There are other big, even huge, differences between Mattis and Trump. Mattis, for example, is an avid reader. He prepared a reading list for his officers before deploying to Iraq in 2004 and required that it be studied. Tip to OSD-Policy: Start reading the works of Sir Hew Strachan, Mattis’ favorite strategist.
Mattis is against isolationism and a fan of what he calls “continued American engagement in the world.” He also believes that “compromise [is] … a fundamental necessity at the heart of democratic government.” (Warning to Pentagoners: Mattis also is anti-PowerPoint, which he says “makes us stupid.”) And Trump avoided the draft, while retired Marine Colonel Gary Anderson calls Mattis “the finest combat leader we’ve produced since Korea.”
Mattis also is a fiscal conservative. This is not a bad thing to have for someone running the Pentagon. It also may make Mattis skeptical of some of Trump’s promise to cut taxes while boosting defense spending and making American infrastructure great again.
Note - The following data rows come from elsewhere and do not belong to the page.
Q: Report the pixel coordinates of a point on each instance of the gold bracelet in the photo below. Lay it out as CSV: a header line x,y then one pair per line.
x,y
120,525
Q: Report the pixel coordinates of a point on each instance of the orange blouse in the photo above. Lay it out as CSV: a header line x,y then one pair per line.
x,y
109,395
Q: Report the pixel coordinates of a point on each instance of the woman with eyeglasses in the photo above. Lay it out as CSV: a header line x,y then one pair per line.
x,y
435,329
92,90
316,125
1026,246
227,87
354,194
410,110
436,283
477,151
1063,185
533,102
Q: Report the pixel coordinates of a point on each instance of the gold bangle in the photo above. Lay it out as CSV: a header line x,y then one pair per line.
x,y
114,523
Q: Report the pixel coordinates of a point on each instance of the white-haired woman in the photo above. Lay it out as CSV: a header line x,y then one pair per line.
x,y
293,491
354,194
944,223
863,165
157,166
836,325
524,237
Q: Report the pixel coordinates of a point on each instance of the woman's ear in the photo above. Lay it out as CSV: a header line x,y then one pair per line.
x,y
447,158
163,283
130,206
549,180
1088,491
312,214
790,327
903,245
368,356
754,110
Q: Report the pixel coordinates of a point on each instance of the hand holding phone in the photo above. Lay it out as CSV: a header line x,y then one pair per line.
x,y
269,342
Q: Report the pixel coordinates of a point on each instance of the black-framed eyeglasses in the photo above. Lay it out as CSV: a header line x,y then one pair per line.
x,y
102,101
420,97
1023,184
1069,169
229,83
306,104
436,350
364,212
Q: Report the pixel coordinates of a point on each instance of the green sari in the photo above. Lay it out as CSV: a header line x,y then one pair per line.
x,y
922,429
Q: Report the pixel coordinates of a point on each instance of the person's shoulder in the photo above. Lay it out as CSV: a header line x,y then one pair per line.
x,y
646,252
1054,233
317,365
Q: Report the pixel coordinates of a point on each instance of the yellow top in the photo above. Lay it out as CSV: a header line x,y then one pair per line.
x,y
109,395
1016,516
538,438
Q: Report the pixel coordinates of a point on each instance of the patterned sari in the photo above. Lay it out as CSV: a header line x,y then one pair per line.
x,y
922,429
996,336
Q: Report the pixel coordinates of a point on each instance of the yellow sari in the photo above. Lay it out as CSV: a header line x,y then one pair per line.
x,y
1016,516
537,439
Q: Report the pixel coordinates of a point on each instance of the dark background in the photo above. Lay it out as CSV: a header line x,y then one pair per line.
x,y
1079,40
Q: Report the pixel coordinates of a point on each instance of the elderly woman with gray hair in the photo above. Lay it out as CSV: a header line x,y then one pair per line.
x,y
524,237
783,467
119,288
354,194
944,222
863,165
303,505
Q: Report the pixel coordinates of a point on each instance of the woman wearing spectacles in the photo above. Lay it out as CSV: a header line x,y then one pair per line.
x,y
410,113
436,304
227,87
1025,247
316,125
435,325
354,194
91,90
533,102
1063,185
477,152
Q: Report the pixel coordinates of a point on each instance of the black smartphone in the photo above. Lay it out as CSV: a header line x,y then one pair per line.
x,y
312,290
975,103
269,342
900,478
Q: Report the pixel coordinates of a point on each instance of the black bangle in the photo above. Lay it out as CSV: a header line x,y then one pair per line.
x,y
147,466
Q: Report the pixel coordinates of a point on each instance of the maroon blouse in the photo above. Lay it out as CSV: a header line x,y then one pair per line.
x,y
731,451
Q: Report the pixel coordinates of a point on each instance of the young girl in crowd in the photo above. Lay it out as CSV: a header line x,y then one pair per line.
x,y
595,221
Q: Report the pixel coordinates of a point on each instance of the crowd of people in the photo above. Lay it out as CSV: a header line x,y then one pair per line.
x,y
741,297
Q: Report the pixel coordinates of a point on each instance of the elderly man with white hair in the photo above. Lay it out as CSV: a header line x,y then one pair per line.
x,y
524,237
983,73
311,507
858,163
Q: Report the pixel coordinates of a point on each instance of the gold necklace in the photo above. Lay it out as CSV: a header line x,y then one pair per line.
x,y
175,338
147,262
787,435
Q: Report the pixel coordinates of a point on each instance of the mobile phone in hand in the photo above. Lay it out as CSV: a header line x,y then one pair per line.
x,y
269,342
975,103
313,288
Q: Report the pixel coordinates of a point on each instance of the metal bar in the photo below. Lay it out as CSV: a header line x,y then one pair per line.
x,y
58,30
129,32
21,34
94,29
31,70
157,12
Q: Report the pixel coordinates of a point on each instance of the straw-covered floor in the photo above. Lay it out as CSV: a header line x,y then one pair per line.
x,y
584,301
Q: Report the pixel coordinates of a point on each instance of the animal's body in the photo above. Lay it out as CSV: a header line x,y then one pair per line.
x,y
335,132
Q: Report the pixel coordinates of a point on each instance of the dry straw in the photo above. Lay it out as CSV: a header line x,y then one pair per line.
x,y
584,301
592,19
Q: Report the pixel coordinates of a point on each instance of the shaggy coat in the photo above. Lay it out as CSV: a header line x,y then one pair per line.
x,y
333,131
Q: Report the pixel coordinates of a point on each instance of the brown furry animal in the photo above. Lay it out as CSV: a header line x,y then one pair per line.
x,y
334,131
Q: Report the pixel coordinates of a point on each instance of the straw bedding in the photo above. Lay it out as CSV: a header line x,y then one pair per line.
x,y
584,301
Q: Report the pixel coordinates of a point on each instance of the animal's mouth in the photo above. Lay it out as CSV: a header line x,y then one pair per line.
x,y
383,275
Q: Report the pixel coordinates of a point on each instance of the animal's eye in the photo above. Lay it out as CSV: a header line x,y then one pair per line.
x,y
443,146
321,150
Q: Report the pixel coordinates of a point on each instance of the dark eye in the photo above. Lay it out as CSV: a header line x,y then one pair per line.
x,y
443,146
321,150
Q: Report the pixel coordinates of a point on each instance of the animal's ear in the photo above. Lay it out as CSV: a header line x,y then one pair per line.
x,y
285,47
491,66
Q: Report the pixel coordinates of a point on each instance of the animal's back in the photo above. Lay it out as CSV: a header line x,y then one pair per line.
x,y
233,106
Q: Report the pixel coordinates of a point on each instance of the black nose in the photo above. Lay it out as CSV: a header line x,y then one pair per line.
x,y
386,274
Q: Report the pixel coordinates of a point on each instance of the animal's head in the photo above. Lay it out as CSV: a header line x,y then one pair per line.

Most of all, I would say, Mattis is meditative. In reviewing the case of Lieutenant Colonel Allen West, an Army artillery battalion commander who fired a handgun next to the ear of a detainee he was interrogating, Mattis wrote, “this shows a commander who has lost his moral balance or watched too many Hollywood movies.” (After leaving the Army, West went on to become a one-term Republican congressman from Florida and then, of course, a Fox news commentator.)